Another goal of the new law is to eliminate conflicts of interest in the weapons procurement process. Because the Pentagon relies on so few manufacturers for the nation's aircraft, missiles, ships, and other weapons systems, there often are conflicts of interest during the multiple phases of the production process. Firms that construct a weapon, and, consequently, are responsible for the evaluation of the contracting process up to that point, may have been responsible for the design of the same program. It is questionable that employees of a company would find fault with anything previously done by their own colleagues.

WSARA takes steps to eliminate these organizational conflicts of interest by preventing a contractor from working on multiple stages of a program; precluding the awarding of a contract to a subcontractor whose parent company is the prime contractor for the same weapons program; and requiring advice on systems engineering from sources independent of the prime contractor.

In addition to the important reforms contained within this new law, the Pentagon announced in early April that it plans to beef up its acquisition personnel by hiring 20,000 new procurement officers. Eleven thousand of these new posts will be former contracting positions converted to civilian jobs. This expansion, with an intended completion date of 2015, will represent a 15 percent increase in acquisition personnel, a sorely neglected part of the Pentagon for years.

What is even more important is the conversion of acquisition jobs from contracting to civilian posts. The sheer amount of DOD contract work for procurement tasks creates an unnecessary potential for conflicts of interest. A contracting company advising the Pentagon on procurement issues, and therefore with insider knowledge of the process, could theoretically take on another contractor as a client to advise on winning contracts from the Defense Department.

Finally, the Air Force has recently released a plan to restructure its entire procurement process, which could end up as a model for the rest of the DOD and perhaps the entire federal government. Spurred by previous contracting failures, this restructuring calls for revitalizing the Air Force acquisition workforce, demanding more specific systems requirements, instilling budget and financial discipline, and establishing clearer lines of authority and accountability within the acquisition process. The key, Air Force officials stress, is to get the best people possible and provide them with sound training to complement their experience.

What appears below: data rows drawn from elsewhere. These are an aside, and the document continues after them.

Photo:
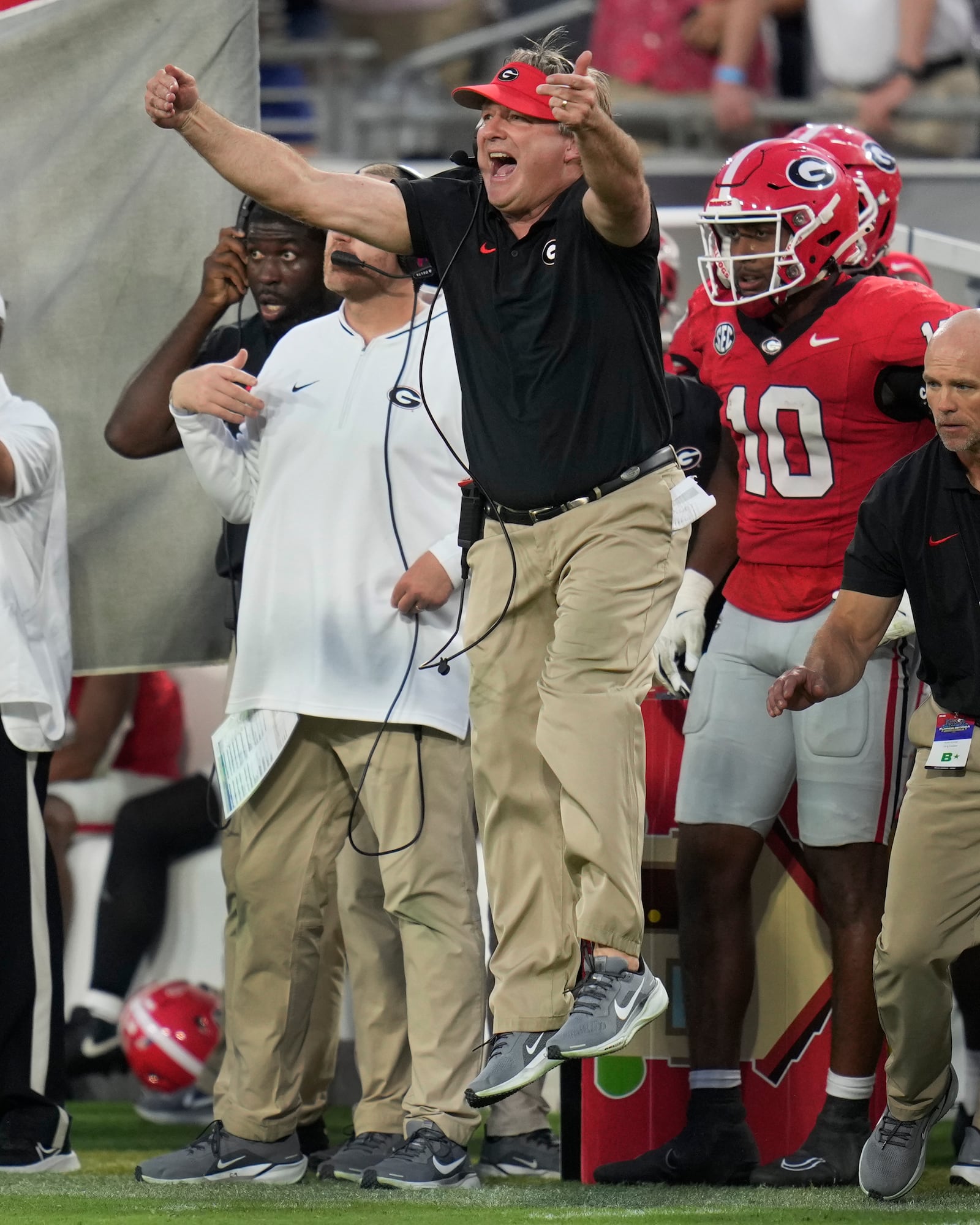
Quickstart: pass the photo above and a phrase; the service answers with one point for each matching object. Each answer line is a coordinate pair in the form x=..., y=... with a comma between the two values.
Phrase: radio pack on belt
x=472, y=519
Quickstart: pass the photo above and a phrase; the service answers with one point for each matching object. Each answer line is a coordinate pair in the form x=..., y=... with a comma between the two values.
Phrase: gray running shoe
x=516, y=1059
x=966, y=1170
x=360, y=1155
x=530, y=1156
x=186, y=1107
x=895, y=1156
x=612, y=1005
x=217, y=1156
x=428, y=1159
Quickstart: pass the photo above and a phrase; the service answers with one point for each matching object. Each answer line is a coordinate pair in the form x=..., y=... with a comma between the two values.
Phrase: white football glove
x=902, y=624
x=684, y=634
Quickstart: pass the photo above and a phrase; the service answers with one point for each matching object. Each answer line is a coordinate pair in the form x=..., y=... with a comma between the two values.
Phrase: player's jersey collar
x=771, y=344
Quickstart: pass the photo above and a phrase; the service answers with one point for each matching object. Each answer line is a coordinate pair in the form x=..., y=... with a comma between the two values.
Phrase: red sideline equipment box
x=636, y=1101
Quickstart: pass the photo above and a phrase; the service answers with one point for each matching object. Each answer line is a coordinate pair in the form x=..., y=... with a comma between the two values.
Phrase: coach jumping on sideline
x=919, y=531
x=551, y=249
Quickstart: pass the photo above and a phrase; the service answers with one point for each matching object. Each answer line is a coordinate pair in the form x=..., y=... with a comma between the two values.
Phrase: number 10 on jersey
x=804, y=411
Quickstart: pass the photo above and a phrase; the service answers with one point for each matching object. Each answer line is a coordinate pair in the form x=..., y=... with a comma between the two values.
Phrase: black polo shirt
x=919, y=531
x=557, y=336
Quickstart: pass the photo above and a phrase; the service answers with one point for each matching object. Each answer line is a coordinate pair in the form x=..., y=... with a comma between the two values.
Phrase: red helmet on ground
x=168, y=1031
x=875, y=173
x=801, y=189
x=669, y=262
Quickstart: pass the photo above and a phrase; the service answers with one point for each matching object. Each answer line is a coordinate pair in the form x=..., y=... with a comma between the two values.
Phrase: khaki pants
x=559, y=752
x=935, y=137
x=378, y=990
x=288, y=839
x=319, y=1058
x=932, y=916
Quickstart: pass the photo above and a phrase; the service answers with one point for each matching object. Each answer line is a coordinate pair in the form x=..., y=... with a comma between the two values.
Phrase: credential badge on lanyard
x=951, y=744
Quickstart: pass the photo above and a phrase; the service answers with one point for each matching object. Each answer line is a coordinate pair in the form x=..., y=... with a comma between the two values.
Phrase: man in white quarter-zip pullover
x=335, y=453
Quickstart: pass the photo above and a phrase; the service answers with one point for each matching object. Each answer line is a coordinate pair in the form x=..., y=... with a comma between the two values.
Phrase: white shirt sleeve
x=226, y=465
x=450, y=557
x=34, y=450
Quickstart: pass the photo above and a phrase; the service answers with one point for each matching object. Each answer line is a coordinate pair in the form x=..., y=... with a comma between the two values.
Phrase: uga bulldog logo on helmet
x=812, y=172
x=781, y=216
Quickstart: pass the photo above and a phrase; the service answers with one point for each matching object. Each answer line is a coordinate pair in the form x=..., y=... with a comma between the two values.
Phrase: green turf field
x=111, y=1140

The Air Force realizes that this problem requires a long-term approach and has stated that these reforms will take three to five years to bear results.

While these changes and reforms are a good start, the true test of whether the defense contracting process will become streamlined and efficient is whether these stakeholders follow through with their recent actions. Do the White House, Congress, and the Pentagon consider their tasks for reforming the defense acquisition process complete, or do they rightly regard these efforts as the start of a much longer process? Without proper follow-through – meaning a continuous monitoring of the reform effort – the limited increase in oversight and regulations, the addition of personnel, and the plans for internal reform will do little to transform the defense procurement process.